Pick from these nine. The first five need no LLM. The next two always need a judge. The last two take an optional judge.

EvaluatorWhat it checksLLM required?Default threshold
ToolCallValidityEvaluatorTool calls match their JSON schema (names, required params, types, enums)No1.0
ToolCorrectnessEvaluatorAgent used the expected set of toolsNo1.0
ToolTrajectoryEvaluatorTool-call sequence matches an expected trajectoryNo1.0
ToolErrorEvaluatorTool calls succeeded (no error results)No1.0
ToolEfficiencyEvaluatorNo redundant tool callsNo1.0
TaskCompletionEvaluatorAgent completed the user's requested tasksYes0.5
ToolArgumentHallucinationEvaluatorTool call arguments are grounded in user inputYes0.8
ToolNameReliabilityEvaluatorTool names follow naming conventions (snake_case, conciseness, clarity, ordering, intent)Optional0.8
ToolDescriptionReliabilityEvaluatorTool descriptions are well written (structure, clarity, args documented, examples, usage notes)Optional0.8

ToolCallValidityEvaluator

Checks each tool call against its JSON schema. It confirms the tool name exists, required params are present, types match, enum values are valid, and no unexpected params slip in (in strict mode, or when the schema sets additionalProperties: false).

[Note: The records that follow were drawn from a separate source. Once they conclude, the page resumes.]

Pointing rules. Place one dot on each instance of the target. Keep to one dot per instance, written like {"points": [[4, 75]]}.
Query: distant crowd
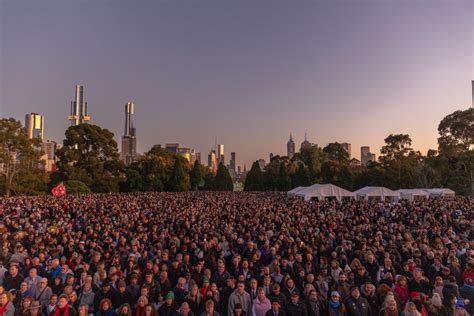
{"points": [[236, 254]]}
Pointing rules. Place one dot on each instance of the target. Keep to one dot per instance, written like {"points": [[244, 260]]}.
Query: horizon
{"points": [[288, 64]]}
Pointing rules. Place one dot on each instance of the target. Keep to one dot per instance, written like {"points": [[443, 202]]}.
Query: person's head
{"points": [[142, 301], [62, 301], [210, 306], [240, 288], [3, 299], [184, 310]]}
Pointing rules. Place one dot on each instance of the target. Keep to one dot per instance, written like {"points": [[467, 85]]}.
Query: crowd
{"points": [[263, 254]]}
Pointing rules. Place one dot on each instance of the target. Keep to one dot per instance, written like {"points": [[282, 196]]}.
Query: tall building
{"points": [[290, 148], [347, 148], [212, 162], [34, 125], [232, 162], [129, 139], [220, 154], [78, 114], [366, 155]]}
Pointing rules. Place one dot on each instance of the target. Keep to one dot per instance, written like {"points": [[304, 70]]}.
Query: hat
{"points": [[460, 303], [335, 293]]}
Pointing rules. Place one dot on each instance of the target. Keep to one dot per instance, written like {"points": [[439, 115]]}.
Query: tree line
{"points": [[89, 162]]}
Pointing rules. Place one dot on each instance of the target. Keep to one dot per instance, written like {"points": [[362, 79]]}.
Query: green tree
{"points": [[196, 178], [223, 180], [254, 179], [18, 155], [179, 180], [90, 155], [301, 176], [283, 180]]}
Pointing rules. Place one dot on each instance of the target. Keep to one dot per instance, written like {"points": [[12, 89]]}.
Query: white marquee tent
{"points": [[440, 192], [295, 190], [376, 192], [411, 194], [321, 191]]}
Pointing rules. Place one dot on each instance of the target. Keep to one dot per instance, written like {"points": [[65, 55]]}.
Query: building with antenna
{"points": [[78, 114], [129, 139]]}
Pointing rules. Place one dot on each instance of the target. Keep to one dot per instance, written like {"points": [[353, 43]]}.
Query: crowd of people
{"points": [[236, 254]]}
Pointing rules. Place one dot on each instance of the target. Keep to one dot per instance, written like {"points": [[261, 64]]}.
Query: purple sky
{"points": [[247, 72]]}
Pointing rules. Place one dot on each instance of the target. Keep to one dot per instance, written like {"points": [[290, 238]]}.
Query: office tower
{"points": [[212, 161], [172, 147], [34, 125], [79, 108], [129, 139], [366, 155], [220, 154], [347, 147], [232, 161], [290, 148]]}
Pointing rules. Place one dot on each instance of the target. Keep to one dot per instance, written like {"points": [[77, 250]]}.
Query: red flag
{"points": [[59, 190]]}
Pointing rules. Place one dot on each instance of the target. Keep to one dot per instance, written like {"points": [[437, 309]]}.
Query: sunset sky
{"points": [[247, 72]]}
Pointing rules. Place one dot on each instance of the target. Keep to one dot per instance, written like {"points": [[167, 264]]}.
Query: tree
{"points": [[18, 153], [301, 176], [179, 180], [223, 180], [283, 180], [196, 178], [90, 155], [254, 178]]}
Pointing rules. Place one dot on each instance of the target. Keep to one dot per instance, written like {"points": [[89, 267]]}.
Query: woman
{"points": [[195, 300], [401, 290], [124, 310], [335, 305], [261, 304], [105, 308], [390, 307]]}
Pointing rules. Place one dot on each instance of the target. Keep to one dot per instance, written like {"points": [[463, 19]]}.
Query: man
{"points": [[43, 292], [295, 307], [63, 308], [13, 278], [6, 307], [276, 309], [240, 296], [357, 305]]}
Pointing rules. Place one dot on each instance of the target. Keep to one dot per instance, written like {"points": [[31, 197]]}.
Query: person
{"points": [[335, 305], [210, 309], [62, 308], [6, 307], [240, 296], [105, 308], [356, 304], [261, 304], [276, 309], [184, 310]]}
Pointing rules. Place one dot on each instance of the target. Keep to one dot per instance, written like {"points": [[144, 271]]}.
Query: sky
{"points": [[247, 73]]}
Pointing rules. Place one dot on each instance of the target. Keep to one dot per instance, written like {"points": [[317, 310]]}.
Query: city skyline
{"points": [[294, 68]]}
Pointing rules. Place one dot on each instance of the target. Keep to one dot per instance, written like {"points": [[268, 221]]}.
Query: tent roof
{"points": [[324, 190], [376, 191]]}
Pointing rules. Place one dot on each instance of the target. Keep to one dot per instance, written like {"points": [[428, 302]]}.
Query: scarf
{"points": [[3, 309], [61, 312], [332, 304]]}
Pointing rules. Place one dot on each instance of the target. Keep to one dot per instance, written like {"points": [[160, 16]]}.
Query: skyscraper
{"points": [[79, 108], [220, 154], [129, 140], [347, 147], [34, 125], [290, 148], [232, 162]]}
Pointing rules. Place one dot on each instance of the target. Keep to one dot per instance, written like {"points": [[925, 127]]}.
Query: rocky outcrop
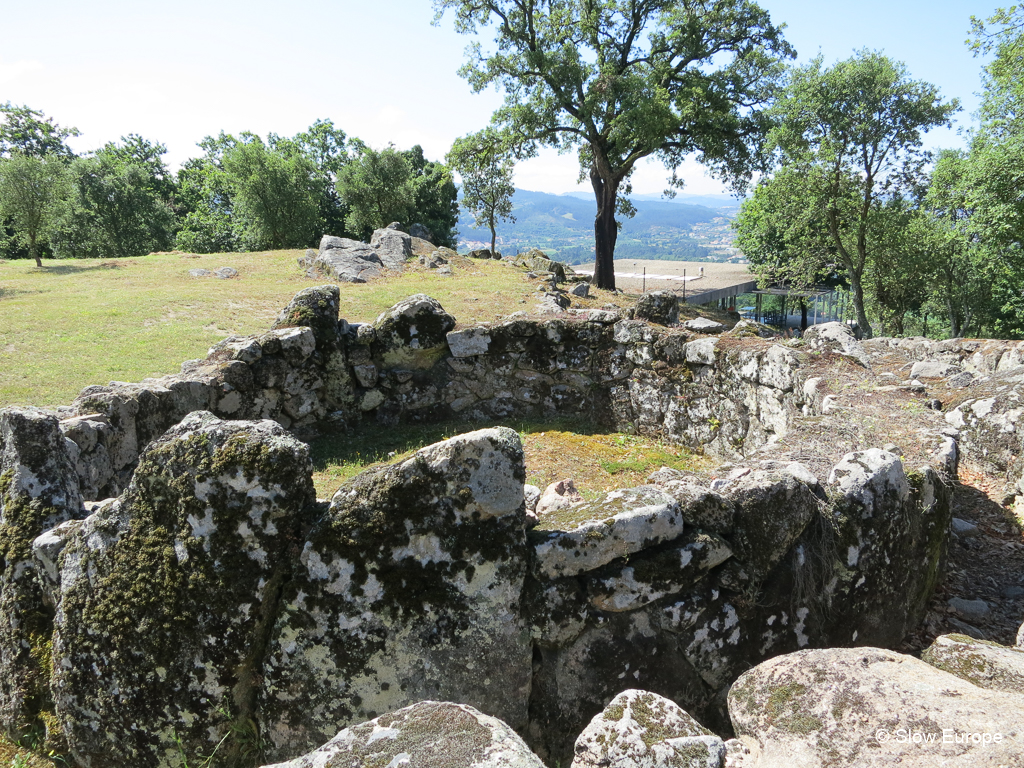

Score = fraction of valid tool calls.

ToolCorrectnessEvaluator

Compares the tools the agent used against the tools you expected. Pick one of three match modes.

ModeComparison
NAMES_ONLY (default)Set of tool names (F1 score)
NAMES_AND_ORDERNames plus invocation order (LCS similarity)
NAMES_AND_ARGSFull structural comparison including arguments

In NAMES_AND_ARGS mode, arguments use a tolerant matcher by default, so numerically equal values like 1 and 1.0 count as equal. See Argument Matching below.

ToolTrajectoryEvaluator

Scores the agent's tool-call sequence against an expected one. Deterministic, no LLM. Use it to assert how an agent should move through a task, and choose how strict the order and arguments need to be.

ModeMeaningScore
STRICTSame calls, same order, arguments match0 or 1
IN_ORDERExpected appears as an ordered subsequencegraded (LCS)
ANY_ORDERSame calls in any ordergraded
SUPERSETActual contains every expected call (extras allowed)0 or 1
SUBSETEvery actual call is in expected (omissions allowed)0 or 1
PRECISIONMatched / number of actual callsgraded
RECALLMatched / number of expected callsgraded

It reads toolCalls from actualOutputs and expectedOutputs. The unordered modes use maximum bipartite matching, so repeated tool names are counted in the best possible way.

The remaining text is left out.